I’m in San Francisco, at an Italian joint just south of Golden Gate Park, enjoying meatballs and bacon not made of meat in the traditional sense but of plants mixed with “cultivated” pork fat. Dawn, you see, donated a small sample of fat, which a company called Mission Barns got to proliferate in devices called bioreactors by providing nutrients like carbohydrates, amino acids, and vitamins—essentially replicating the conditions in her body. Because so much of the flavor of pork and other meats comes from the animal’s fat, Mission Barns can create products like sausages and salami with plants but make them taste darn near like sausages and salami.

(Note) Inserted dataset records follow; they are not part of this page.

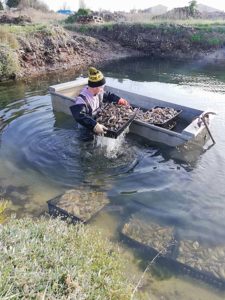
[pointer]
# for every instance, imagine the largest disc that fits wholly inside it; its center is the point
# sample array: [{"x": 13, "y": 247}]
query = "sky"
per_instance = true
[{"x": 127, "y": 5}]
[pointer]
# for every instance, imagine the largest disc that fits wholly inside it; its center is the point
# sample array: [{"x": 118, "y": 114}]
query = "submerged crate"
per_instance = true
[
  {"x": 157, "y": 238},
  {"x": 77, "y": 205},
  {"x": 210, "y": 269}
]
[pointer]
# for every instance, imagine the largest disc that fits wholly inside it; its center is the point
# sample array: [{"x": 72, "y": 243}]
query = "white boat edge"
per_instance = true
[{"x": 63, "y": 95}]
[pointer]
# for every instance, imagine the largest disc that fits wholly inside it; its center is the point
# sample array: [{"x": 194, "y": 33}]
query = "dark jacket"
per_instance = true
[{"x": 83, "y": 113}]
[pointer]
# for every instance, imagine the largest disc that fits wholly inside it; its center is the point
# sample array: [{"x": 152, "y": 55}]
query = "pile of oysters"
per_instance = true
[
  {"x": 157, "y": 115},
  {"x": 114, "y": 116}
]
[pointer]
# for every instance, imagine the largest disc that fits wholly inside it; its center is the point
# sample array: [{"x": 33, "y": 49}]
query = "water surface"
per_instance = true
[{"x": 41, "y": 157}]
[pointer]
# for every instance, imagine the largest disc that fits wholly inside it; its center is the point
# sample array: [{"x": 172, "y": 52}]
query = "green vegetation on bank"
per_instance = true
[
  {"x": 3, "y": 207},
  {"x": 49, "y": 259}
]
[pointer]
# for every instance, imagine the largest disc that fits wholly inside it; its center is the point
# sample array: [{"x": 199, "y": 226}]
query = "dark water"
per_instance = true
[{"x": 41, "y": 157}]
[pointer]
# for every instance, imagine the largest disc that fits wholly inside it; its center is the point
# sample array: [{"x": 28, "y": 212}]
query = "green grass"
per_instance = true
[
  {"x": 48, "y": 259},
  {"x": 3, "y": 207}
]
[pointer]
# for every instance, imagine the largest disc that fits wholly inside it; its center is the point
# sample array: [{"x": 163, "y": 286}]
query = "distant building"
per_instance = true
[{"x": 65, "y": 11}]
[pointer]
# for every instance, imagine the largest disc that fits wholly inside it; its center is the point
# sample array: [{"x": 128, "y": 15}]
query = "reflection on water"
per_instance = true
[{"x": 41, "y": 157}]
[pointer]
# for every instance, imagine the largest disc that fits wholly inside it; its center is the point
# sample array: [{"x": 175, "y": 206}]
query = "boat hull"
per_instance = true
[{"x": 63, "y": 96}]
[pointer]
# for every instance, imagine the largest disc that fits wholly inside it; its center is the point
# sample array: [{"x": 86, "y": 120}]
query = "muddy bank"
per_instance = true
[
  {"x": 62, "y": 50},
  {"x": 58, "y": 49},
  {"x": 167, "y": 40}
]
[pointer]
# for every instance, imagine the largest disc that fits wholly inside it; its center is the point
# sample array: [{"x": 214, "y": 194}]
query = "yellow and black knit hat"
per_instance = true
[{"x": 95, "y": 77}]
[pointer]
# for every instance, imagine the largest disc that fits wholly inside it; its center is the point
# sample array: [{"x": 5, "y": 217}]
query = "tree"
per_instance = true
[
  {"x": 82, "y": 4},
  {"x": 192, "y": 7},
  {"x": 12, "y": 3}
]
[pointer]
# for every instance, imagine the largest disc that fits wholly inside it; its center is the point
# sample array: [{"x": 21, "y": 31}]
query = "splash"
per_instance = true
[{"x": 111, "y": 148}]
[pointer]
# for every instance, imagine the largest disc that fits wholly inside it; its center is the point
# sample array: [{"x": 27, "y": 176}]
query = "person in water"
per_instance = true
[{"x": 89, "y": 101}]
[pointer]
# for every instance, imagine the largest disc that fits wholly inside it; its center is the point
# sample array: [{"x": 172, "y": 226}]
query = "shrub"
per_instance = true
[
  {"x": 80, "y": 12},
  {"x": 8, "y": 38},
  {"x": 48, "y": 259},
  {"x": 9, "y": 63}
]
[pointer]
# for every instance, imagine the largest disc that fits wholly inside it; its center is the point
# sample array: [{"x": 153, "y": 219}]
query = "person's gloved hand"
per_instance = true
[
  {"x": 123, "y": 101},
  {"x": 99, "y": 129}
]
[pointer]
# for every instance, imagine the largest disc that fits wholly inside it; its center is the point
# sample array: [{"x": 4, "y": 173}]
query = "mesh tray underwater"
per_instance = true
[{"x": 115, "y": 133}]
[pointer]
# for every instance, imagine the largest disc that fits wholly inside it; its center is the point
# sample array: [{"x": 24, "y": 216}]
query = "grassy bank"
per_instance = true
[{"x": 48, "y": 259}]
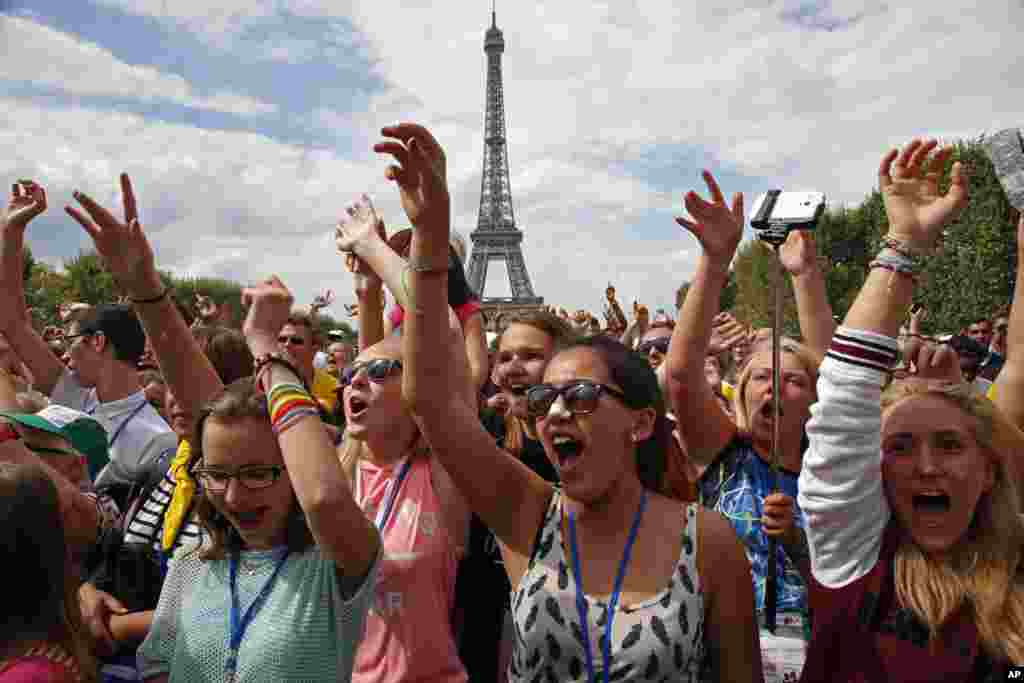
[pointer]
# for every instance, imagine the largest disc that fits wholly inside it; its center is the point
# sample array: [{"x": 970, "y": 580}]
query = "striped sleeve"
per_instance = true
[
  {"x": 864, "y": 349},
  {"x": 841, "y": 489}
]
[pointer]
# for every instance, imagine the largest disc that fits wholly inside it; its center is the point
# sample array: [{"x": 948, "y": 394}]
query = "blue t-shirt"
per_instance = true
[{"x": 736, "y": 484}]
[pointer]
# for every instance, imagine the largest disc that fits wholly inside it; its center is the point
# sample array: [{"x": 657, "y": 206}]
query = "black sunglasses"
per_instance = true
[
  {"x": 581, "y": 396},
  {"x": 377, "y": 370},
  {"x": 662, "y": 344},
  {"x": 252, "y": 477}
]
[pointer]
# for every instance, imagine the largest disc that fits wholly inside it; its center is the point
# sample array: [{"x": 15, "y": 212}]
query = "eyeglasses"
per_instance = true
[
  {"x": 377, "y": 370},
  {"x": 252, "y": 477},
  {"x": 662, "y": 344},
  {"x": 581, "y": 396},
  {"x": 43, "y": 451}
]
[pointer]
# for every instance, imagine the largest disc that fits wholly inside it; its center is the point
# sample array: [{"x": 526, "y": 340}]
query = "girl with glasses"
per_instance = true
[
  {"x": 281, "y": 586},
  {"x": 424, "y": 521},
  {"x": 612, "y": 581}
]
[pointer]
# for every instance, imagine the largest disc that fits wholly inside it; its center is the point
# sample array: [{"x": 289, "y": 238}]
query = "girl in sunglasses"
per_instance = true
[
  {"x": 423, "y": 520},
  {"x": 612, "y": 580},
  {"x": 281, "y": 586}
]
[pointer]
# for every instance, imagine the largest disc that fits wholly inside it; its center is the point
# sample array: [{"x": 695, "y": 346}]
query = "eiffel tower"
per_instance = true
[{"x": 496, "y": 237}]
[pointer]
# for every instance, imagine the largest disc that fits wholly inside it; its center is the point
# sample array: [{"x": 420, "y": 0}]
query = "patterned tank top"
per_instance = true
[{"x": 658, "y": 639}]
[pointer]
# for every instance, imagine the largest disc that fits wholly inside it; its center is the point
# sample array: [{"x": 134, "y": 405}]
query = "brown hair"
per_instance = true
[
  {"x": 240, "y": 400},
  {"x": 985, "y": 570},
  {"x": 45, "y": 606},
  {"x": 227, "y": 350},
  {"x": 561, "y": 334},
  {"x": 302, "y": 317},
  {"x": 633, "y": 373}
]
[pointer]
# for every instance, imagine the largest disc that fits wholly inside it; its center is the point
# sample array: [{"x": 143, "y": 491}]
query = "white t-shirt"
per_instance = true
[{"x": 141, "y": 442}]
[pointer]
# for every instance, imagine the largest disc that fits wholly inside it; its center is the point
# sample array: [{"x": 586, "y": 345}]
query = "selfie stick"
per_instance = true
[{"x": 775, "y": 238}]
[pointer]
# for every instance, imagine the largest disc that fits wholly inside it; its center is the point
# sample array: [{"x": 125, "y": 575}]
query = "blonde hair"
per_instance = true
[
  {"x": 984, "y": 570},
  {"x": 808, "y": 359},
  {"x": 350, "y": 452}
]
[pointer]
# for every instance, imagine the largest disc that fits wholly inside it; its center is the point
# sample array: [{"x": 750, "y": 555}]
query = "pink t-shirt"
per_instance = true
[
  {"x": 397, "y": 313},
  {"x": 36, "y": 670},
  {"x": 409, "y": 629}
]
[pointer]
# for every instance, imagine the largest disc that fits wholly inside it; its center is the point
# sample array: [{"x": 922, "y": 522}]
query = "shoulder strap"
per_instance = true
[{"x": 554, "y": 505}]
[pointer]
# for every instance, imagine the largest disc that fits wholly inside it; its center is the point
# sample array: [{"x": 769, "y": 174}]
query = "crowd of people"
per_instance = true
[{"x": 662, "y": 498}]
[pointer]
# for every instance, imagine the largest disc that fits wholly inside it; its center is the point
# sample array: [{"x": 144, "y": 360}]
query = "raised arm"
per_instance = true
[
  {"x": 28, "y": 201},
  {"x": 704, "y": 425},
  {"x": 800, "y": 258},
  {"x": 509, "y": 498},
  {"x": 358, "y": 232},
  {"x": 369, "y": 294},
  {"x": 128, "y": 255},
  {"x": 841, "y": 488},
  {"x": 1010, "y": 382},
  {"x": 343, "y": 534}
]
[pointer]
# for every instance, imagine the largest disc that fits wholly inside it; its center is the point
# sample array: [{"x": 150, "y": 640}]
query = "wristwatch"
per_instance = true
[{"x": 7, "y": 432}]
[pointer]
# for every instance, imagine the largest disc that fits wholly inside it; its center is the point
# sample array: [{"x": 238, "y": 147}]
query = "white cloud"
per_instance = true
[
  {"x": 785, "y": 93},
  {"x": 36, "y": 53}
]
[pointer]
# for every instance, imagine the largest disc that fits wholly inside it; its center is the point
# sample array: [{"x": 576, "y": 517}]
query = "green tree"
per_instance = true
[{"x": 755, "y": 267}]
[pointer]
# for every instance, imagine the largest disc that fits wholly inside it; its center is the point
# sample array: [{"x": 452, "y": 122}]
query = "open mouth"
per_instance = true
[
  {"x": 931, "y": 503},
  {"x": 356, "y": 407},
  {"x": 250, "y": 518},
  {"x": 567, "y": 449}
]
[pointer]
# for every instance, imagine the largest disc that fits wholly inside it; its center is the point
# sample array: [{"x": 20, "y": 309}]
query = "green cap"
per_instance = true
[{"x": 84, "y": 432}]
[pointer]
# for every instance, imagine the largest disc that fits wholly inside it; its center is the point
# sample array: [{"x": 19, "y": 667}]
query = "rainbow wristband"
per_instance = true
[{"x": 288, "y": 403}]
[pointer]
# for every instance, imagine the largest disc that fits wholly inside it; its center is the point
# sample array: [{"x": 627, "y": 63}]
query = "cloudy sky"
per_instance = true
[{"x": 247, "y": 126}]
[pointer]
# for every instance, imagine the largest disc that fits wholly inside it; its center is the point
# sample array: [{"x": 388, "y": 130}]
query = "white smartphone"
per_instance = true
[{"x": 799, "y": 210}]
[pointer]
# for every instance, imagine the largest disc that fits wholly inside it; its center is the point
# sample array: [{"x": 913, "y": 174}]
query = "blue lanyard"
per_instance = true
[
  {"x": 240, "y": 624},
  {"x": 393, "y": 494},
  {"x": 582, "y": 606}
]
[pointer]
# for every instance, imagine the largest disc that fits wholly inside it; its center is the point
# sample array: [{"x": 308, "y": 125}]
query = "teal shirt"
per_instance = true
[{"x": 305, "y": 630}]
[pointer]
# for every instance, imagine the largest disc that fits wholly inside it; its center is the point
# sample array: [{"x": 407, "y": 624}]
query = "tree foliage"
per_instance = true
[
  {"x": 84, "y": 279},
  {"x": 972, "y": 275}
]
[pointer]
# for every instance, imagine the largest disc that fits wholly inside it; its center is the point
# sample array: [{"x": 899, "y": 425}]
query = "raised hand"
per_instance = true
[
  {"x": 933, "y": 361},
  {"x": 206, "y": 307},
  {"x": 909, "y": 185},
  {"x": 323, "y": 300},
  {"x": 717, "y": 226},
  {"x": 122, "y": 245},
  {"x": 269, "y": 304},
  {"x": 726, "y": 334},
  {"x": 421, "y": 173},
  {"x": 800, "y": 254},
  {"x": 27, "y": 201},
  {"x": 777, "y": 517},
  {"x": 359, "y": 225}
]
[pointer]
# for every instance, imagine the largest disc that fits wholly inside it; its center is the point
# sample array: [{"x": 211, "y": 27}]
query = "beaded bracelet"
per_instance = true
[
  {"x": 263, "y": 361},
  {"x": 899, "y": 261},
  {"x": 892, "y": 269},
  {"x": 288, "y": 403}
]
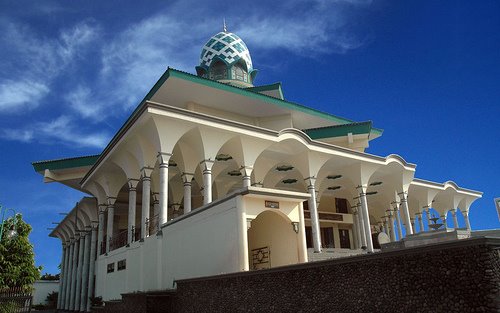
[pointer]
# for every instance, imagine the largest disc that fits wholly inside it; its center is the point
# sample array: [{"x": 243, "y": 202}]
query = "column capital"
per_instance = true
[
  {"x": 146, "y": 172},
  {"x": 176, "y": 206},
  {"x": 163, "y": 158},
  {"x": 207, "y": 165},
  {"x": 310, "y": 181},
  {"x": 395, "y": 205},
  {"x": 187, "y": 178},
  {"x": 132, "y": 184},
  {"x": 111, "y": 201},
  {"x": 361, "y": 189},
  {"x": 246, "y": 171},
  {"x": 402, "y": 195}
]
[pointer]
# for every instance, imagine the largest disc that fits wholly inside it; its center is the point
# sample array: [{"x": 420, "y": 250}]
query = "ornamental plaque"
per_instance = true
[{"x": 272, "y": 204}]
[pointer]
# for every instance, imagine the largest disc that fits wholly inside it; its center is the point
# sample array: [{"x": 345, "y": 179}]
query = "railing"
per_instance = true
[
  {"x": 152, "y": 225},
  {"x": 118, "y": 240},
  {"x": 15, "y": 300},
  {"x": 136, "y": 233}
]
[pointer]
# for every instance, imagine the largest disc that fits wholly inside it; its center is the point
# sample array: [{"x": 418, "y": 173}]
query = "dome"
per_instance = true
[{"x": 225, "y": 57}]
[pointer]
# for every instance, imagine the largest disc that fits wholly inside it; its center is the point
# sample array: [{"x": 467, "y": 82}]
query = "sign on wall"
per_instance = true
[{"x": 272, "y": 204}]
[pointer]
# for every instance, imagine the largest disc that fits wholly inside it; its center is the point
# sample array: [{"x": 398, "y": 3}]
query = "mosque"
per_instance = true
[{"x": 211, "y": 174}]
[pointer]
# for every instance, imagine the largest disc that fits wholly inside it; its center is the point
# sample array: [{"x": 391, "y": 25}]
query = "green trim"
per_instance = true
[
  {"x": 339, "y": 130},
  {"x": 60, "y": 164},
  {"x": 270, "y": 87},
  {"x": 254, "y": 95}
]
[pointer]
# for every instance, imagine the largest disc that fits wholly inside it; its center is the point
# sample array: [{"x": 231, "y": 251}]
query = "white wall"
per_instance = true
[
  {"x": 210, "y": 240},
  {"x": 42, "y": 288},
  {"x": 201, "y": 245}
]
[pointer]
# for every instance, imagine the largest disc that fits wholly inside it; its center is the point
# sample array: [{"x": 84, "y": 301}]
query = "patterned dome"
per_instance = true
[{"x": 226, "y": 46}]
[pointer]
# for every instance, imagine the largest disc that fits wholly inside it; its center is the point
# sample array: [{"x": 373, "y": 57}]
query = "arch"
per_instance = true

I’ve been struggling to describe the experience, because cultivated meat short-circuits my brain—my mouth thinks I’m eating a real pork meatball, but my brain knows that it’s fundamentally different and that Dawn (pictured above) didn’t have to die for it. This is the best I’ve come up with: It’s Diet Meat. Just as Diet Coke is an approximation of the real thing, so too are cultivated meatballs. They simply taste a bit less meaty, at least to my tongue. Which is understandable, as the only animal product in this food is the bioreactor-grown fat.



I hope that wasn’t meant to be a pitch for it. Diet Coke tastes like ass.
See that’s the disconnect - diet Coke doesn’t taste like Coke that’s less Coke-y, it tastes like Coke that had the sugar replaced with a scoop of Grandpa’s ashes and a dash of betadine.
If we’ve made the meat equivalent to diet Coke, the best course of action is to just skip that nastiness and cook up some tofu or paneer or something.
If we’ve made the meat that’s just a little less meaty, okay cool, I’ll give it a shot.
…but those two are NOT the same thing.
Kinda agree, I might try the bacon if it’s not prohibitively expensive. But an ethical source of pork fat would be pretty nice for any culinary focused vegetarian. But I actually liked the impossible stuff I hear people talk a lot of shit about, so I’m obviously no super tasting expert.